Speaking at the Buy To Let Market Forum in Cardiff earlier this week, Mortgages for Business CEO David Whittaker noted that lender product retention and transfer strategies were increasingly important as background portfolio requirements continue to change.

Whittaker highlighted that if a lender did not have some sort of a product retention or transfer strategy then at the end the fixed-term period, if the portfolio no longer fitted the “new norm”, it may be impossible to refinance the loan.

“You may have created a mortgage prisoner,” he warned.
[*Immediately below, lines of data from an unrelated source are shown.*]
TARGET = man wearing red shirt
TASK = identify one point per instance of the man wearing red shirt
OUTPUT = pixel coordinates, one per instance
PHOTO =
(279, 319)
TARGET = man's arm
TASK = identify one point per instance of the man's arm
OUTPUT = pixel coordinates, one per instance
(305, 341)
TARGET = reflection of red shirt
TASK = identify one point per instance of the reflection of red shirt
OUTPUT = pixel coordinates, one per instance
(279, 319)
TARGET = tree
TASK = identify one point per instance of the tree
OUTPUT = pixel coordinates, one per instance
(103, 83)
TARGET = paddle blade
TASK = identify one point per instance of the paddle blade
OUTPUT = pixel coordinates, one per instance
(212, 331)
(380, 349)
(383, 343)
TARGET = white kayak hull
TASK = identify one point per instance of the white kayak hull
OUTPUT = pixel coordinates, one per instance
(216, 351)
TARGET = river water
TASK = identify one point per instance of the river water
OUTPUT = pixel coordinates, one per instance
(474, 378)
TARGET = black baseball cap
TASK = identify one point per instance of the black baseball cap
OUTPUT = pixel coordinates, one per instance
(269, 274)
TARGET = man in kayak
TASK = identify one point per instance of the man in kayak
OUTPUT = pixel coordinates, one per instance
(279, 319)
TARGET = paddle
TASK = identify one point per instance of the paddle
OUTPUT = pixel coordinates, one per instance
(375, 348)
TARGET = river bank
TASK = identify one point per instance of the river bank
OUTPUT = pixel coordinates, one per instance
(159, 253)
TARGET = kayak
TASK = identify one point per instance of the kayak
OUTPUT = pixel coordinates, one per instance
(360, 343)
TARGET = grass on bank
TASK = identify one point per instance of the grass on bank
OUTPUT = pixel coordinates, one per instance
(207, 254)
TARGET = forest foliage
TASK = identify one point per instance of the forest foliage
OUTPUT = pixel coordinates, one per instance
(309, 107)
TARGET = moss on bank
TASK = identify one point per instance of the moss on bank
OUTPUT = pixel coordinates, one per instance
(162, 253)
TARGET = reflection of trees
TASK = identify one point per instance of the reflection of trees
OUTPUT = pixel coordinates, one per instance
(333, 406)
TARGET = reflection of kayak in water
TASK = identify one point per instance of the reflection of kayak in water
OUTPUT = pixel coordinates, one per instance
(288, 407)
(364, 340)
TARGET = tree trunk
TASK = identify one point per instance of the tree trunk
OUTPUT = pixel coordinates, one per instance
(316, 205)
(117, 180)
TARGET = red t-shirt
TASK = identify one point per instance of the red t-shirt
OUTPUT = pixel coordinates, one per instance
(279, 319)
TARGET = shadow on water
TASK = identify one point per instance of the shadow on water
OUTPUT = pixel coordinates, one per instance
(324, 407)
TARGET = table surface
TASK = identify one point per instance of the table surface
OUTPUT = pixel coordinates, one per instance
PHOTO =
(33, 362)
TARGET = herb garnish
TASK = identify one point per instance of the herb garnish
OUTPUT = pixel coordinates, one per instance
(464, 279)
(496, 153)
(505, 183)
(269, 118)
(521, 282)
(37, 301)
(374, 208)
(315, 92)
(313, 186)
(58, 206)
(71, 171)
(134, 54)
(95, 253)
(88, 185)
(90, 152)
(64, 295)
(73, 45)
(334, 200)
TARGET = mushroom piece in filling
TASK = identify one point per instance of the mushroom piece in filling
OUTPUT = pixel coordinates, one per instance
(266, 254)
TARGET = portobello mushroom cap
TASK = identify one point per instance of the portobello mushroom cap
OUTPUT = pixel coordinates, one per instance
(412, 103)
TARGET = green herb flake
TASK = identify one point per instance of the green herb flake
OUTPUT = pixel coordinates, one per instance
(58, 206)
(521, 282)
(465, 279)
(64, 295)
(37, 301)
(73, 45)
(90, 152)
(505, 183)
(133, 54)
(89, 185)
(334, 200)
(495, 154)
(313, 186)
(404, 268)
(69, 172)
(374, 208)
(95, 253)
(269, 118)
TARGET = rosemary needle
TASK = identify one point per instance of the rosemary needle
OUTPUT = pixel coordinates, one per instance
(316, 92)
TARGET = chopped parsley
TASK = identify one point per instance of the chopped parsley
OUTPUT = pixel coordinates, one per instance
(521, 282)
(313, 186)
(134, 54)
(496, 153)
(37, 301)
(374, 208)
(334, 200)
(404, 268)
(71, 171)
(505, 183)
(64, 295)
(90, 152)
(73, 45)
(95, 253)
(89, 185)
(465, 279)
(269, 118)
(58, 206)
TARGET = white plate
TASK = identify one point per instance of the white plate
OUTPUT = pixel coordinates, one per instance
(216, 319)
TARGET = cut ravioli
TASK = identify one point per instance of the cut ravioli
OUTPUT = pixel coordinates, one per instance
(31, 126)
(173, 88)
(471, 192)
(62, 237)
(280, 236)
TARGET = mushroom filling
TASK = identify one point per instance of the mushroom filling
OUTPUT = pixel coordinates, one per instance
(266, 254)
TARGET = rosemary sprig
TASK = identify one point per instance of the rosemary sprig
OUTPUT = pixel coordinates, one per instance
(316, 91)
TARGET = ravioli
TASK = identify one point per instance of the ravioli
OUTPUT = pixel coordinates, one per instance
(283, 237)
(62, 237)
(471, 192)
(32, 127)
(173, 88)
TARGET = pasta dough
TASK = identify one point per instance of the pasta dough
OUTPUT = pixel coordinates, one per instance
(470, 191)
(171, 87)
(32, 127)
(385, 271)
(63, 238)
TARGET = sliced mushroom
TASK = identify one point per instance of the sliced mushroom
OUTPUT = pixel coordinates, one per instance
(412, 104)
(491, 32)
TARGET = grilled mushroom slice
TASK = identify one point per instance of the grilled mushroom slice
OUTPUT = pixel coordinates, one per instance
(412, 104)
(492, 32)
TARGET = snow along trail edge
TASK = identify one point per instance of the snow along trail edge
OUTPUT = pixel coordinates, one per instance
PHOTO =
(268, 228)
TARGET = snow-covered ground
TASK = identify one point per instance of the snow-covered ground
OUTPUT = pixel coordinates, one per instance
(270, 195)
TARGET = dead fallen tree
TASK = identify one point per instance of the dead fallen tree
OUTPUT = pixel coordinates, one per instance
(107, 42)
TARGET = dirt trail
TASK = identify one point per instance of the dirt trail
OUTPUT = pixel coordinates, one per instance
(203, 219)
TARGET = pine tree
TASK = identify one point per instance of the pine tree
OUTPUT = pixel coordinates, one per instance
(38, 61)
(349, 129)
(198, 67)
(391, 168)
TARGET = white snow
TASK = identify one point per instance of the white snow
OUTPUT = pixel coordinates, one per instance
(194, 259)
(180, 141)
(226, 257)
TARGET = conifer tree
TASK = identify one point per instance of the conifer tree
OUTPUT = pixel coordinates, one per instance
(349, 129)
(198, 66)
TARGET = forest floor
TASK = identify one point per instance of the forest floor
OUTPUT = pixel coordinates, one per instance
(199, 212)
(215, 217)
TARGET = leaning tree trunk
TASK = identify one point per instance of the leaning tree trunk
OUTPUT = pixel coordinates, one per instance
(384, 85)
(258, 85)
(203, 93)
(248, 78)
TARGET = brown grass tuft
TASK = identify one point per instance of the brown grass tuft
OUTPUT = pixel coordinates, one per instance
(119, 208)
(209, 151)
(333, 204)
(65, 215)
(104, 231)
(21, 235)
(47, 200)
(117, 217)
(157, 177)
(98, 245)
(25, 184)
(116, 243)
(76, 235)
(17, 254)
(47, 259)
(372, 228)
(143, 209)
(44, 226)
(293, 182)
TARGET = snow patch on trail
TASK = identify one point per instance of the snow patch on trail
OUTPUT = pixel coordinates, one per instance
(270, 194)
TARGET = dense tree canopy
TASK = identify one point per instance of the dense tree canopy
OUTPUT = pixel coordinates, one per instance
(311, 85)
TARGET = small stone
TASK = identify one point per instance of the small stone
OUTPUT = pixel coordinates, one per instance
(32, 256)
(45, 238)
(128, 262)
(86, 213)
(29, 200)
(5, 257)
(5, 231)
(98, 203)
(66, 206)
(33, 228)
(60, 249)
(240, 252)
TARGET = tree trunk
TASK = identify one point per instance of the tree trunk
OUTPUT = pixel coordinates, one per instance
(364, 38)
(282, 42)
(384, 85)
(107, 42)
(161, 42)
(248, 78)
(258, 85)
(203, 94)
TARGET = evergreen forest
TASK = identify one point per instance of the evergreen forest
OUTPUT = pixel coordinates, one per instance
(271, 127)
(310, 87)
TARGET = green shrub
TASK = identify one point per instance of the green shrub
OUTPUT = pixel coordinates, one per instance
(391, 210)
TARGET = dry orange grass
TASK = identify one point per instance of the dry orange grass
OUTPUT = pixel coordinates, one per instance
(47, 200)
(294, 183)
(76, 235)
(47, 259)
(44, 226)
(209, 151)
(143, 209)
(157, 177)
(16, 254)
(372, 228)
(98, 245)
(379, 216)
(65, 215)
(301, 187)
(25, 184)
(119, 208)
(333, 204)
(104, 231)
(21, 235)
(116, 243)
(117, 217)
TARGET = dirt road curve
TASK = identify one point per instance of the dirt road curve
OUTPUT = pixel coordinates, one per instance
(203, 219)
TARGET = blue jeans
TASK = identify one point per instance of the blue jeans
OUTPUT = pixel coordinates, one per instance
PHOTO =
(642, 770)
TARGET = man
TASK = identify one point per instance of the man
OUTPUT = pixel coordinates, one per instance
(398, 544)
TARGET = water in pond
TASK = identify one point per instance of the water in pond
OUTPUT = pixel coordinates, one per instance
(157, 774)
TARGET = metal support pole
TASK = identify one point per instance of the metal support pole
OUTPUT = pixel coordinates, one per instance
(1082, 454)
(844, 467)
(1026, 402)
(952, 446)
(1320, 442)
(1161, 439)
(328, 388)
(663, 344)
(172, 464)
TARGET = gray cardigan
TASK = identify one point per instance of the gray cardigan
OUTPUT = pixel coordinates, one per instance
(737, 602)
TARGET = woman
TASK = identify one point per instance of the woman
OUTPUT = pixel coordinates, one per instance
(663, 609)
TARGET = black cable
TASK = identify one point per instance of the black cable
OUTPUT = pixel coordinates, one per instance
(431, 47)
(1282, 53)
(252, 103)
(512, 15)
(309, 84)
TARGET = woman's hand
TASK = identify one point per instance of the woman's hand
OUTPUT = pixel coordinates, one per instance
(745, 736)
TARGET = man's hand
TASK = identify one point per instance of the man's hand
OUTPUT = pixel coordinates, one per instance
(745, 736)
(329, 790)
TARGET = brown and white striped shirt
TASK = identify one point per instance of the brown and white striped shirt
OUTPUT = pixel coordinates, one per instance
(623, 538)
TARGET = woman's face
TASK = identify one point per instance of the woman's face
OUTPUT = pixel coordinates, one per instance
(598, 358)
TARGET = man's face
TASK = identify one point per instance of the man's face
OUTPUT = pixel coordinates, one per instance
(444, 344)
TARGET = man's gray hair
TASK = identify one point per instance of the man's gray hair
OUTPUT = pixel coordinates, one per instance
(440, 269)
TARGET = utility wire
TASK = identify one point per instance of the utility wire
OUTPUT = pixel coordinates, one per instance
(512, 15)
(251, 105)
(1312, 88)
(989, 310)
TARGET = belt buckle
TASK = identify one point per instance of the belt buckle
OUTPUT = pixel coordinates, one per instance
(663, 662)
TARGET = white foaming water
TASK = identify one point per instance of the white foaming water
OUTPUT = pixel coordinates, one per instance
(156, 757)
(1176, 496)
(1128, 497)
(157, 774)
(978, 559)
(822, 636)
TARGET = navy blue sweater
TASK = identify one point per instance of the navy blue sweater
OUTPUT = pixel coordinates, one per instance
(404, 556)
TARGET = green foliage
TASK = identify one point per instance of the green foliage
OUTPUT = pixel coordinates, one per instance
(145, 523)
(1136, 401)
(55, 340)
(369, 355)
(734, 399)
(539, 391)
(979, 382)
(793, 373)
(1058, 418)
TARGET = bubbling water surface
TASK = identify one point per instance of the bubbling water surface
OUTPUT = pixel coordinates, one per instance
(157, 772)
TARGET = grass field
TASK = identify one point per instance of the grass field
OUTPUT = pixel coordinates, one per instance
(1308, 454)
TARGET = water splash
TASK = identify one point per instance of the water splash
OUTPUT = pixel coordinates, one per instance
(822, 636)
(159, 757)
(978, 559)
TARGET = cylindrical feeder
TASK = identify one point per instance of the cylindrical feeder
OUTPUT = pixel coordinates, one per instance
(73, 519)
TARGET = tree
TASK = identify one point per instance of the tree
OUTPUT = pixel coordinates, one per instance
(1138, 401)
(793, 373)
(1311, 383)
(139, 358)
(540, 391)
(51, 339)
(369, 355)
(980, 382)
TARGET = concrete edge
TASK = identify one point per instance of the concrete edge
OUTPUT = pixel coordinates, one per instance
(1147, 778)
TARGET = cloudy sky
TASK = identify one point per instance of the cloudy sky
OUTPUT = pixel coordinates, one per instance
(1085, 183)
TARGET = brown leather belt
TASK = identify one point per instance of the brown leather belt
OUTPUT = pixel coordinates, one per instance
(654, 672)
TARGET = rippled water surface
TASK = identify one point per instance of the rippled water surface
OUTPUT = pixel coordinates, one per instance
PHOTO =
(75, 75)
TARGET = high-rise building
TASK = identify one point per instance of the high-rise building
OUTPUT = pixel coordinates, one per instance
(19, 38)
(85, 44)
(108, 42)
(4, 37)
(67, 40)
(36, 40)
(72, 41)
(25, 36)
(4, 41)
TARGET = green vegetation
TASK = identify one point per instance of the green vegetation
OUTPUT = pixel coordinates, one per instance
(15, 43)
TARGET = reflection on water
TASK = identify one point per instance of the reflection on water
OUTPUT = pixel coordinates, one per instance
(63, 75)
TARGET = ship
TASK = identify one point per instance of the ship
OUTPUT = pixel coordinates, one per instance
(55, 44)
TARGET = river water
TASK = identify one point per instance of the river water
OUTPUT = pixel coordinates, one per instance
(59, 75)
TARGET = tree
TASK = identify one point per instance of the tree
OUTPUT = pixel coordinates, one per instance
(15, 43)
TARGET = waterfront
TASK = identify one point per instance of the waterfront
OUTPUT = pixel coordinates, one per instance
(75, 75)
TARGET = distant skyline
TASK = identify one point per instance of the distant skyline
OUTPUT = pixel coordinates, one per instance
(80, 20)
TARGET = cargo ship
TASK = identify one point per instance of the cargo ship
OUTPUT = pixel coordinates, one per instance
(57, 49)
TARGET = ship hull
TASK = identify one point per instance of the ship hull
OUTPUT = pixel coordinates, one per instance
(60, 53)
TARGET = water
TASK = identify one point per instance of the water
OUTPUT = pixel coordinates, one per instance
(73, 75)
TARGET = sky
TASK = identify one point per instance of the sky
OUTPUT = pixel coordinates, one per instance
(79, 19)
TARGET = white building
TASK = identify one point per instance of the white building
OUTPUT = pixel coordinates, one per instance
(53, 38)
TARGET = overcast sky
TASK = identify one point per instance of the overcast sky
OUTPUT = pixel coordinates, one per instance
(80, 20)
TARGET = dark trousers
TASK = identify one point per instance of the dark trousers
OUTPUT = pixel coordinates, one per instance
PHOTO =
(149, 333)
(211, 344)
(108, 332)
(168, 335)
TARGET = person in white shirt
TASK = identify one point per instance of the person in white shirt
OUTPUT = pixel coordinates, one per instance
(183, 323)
“They may end up going on to that lender’s back book, which will inevitably end-up being at a rate of Libor plus 4.5% or whatever figure is appropriate.”

 

Lenders need to step up

Whittaker also used the opportunity to encourage those lenders without a retention strategy to get themselves in order.

“I really think it’s important that the one or two lenders that don’t yet have a solid product retention or transfer strategy need to step up and produce something,” he continued.

“We can talk about commission endlessly and what they should or shouldn’t be paying, but if they don’t have a strategy and you inadvertently put your client into the mortgage prisoner position that’s something you need to think carefully about.”

After a show of hands by the audience, Whittaker also noted that “we’re starting to see some numbers coming through of borrowers being stuck.”